Elijah exhibits four symptoms of depression: He is irrational, he has defeated Jezebel with God’s involvement, yet still he despairs.
He has become a loner. He let his servant go, and has fled to the wilderness. He has cut himself off from support systems.
He is exhausted, physically and emotionally drained. The battle was so great, and followed years of work as God’s prophet.
He is stressed to the point of breaking. He has no inner support reserves to draw upon. There is an old saying: “You will break the bow if you keep it always bent.”..... In other words, If you’re living under constant, relentless stress, you’ll finally break under the pressure. You must give yourself time for rest and refreshment.
Finally he basks in self-pity, “I’m alone…” he wasn’t really, but it felt that way.

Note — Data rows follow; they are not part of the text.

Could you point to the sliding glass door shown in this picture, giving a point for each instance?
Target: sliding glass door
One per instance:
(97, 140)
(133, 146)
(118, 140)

When depression shows itself in our lives, or the lives of those we love we love, it can be easy to take life on the lam, to flea, to run away. Yet that is not the road to health and recovery. So it is important to know the characteristics of depression so that we may recognize them in ourselves or our family.
Depression can appear as:
Feelings of hopelessness and despair.
Long-term feelings of sadness and apathy.
Loss of perspective concerning life, work, family, etc.
Changes in physical activities...... appetite, sleep patterns, sex.
Withdrawal from other people.
Avoidance of problems.... escapism.... thoughts of suicide... desire for death.
Hypersensitive feelings about what others say.
Difficulty in handling emotions, especially anger; and Guilt.
Elijah’s story offers us insight into healthy ways to address depression. In this middle story, Elijah found ways to be renew his strength for the journey ahead:
1. God gave Elijah a place to rest.
He was weary, emotionally spent and spiritually drained.
Have you ever been there? Are you there now? Find a place to rest.
2. God fed Elijah.
Yes, here it is physical food, but we are also fed by reading the Word of God and the grace we can find in poetry or a nourishing story. When you are being bashed around, take the time to feast on scripture and the beauty that can be found in the words of poets..
3. God spoke to Elijah.
He sent an angel to minister to Elijah to feed him, to give him rest, and to give him a fresh Word from God. Who is an angel, a Samaritan, that can reach down to you, and nurture you? Those are the angles God sends, and the very ones to keep close at hand.
D. Some Practical ways to combat depression:
1. Eat Right and Exercise
Avoid sugar and caffeine.... get more immediate energy, but also creates anxiety.
Avoid alcohol.... extreme depressant
A. It releases endorphines which are natural mood enhancers in the body.
B. You rest better at night when you exerted yourself in the day.
2. Get enough Light/Sunshine
Melatonin is a substance that promotes relaxation, but also is a physical depressant.
Melatonin is produced in the body while in a dark environment.
Depression increases in the winter........ Get out of the house and get some sunshine!!
3. Get actively engaged in something you enjoy!
Find a new hobby.
Do something creative and fun.
Find a new purpose in your life!
4. Be Social.
Depression leads to a desire to be alone.... which only perpetuates the problem.
Force yourself and design your life to where you have to mingle with other people in a vital way.
5. Prayer/Meditation/Bible Study/Reflective Reading
God still speaks to those who diligently seek God, in scripture and in devotional reading such as poetry.
6. Minister to others!
Nothing takes your mind off your own problems quicker than helping other people with their problems.
7. Medical/Professional Help.
Depression can also be caused by a chemical imbalance.
There is no shame in taking medicine.
There is no shame in seeking the wisdom and knowledge of someone wiser. Particularly professional medical personnel.
The only shame is wasting a single day wallowing in depression when God doesn’t intend for you to do so. As Elijah discovered under his broom tree, God is present for you and will nurture you through whatever befalls you on the journey ahead.